Each frame is drawn on two cards, the top half on one card and the bottom half on another card. Each card is printed on the front and back. Thus half of the cards have the top of an odd frame on one side and the bottom of an even frame of the other side; and the other half of the cards have the top of an even frame on one side and the bottom of an odd frame on the other side. Luckily I could fit twelve cards on a 11″ x 17″ AxiDraw, and there are two of those, so I could print all the odd frames at once, then flip all the cards over and shuffle them around and print all the even frames, with two AxiDraws in parallel.

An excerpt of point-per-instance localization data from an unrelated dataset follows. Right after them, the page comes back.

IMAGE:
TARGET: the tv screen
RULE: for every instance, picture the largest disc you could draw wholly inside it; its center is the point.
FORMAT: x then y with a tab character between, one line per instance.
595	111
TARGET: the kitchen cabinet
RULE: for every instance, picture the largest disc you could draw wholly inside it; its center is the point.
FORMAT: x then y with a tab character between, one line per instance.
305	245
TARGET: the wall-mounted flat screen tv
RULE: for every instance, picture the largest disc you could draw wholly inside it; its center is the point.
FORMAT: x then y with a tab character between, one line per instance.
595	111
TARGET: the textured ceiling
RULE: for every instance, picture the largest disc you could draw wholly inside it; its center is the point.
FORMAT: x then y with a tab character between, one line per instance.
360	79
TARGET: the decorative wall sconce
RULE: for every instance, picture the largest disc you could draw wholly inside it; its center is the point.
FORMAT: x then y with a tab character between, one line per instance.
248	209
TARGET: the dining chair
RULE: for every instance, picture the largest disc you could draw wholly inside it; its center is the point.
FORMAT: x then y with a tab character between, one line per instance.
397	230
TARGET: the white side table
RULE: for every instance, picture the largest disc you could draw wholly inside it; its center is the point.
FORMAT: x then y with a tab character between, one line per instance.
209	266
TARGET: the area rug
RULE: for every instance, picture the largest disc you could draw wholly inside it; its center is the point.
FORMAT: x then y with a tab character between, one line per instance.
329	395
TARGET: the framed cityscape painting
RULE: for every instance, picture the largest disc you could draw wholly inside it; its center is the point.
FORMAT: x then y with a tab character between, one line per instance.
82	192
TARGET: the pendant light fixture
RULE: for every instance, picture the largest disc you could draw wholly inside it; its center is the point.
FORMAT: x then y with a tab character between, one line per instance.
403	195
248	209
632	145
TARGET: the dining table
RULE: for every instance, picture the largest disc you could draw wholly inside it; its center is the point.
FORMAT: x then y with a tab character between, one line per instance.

So two AxiDraws, front and back, black outlines and three colors, made for 2*2*4 = 16 distinct svgs (actually 2*2*5=20 cuz originally the straw outlines were separate from the smiley outlines). I figured flipping and taping down the cards was more of a pain than swapping markers, so I only flipped twice (once for each AxiDraw), and swapped markers 16 times.

Reading

“A blob is an illusion of controlled chaos” (Entering the Blobosphere, Laura Hyunjhee Kim). Is the illusion the control or the chaos? I imagine you could get different blobs by approaching it in both ways.

dinkolas-Hatching

An eye generator: https://preview.p5js.org/dinkolas/present/f1BgPMhnl

I took this as an opportunity to really start developing my drawing code base, in which I implemented pretty much everything on my own, besides rendering lines, which is done with Pixi.js. The cropping to squares is more elaborate than it looks, and I will soon have the capability to do boolean operations with arbitrary objects. This didn’t leave me quite as much room to experiment with hatchings as I would’ve wanted, but I still learned from designing these. One of the biggest challenges was convincingly filling at a given percent darkness. The first approximation treated each line as being 1 unit thick, so if there was 100 square units of space, then there would need to be 30 units of length of line to fill 30% darkness. However, depending on different patterns, this 30 units either felt too dark or too light for 30%. I imagine more experimentation will give a better intuition for this. The most interesting one to me was the eyeball hatching, which ended up taking the longest to plot due to lots of small details. I suspect that much of this detail could’ve been removed without impacting the final look, so getting detail on the right scale would be good.

dinkolas-Drawingbots

I found the different material problems people were running into interesting – with pens it’s nibs, with laser cutters it’s heat, with knitting it’s trouble with the fabric, etc. However, people across these different media seem to be happy sharing advice. The interdisciplinary nature of it is pretty cool.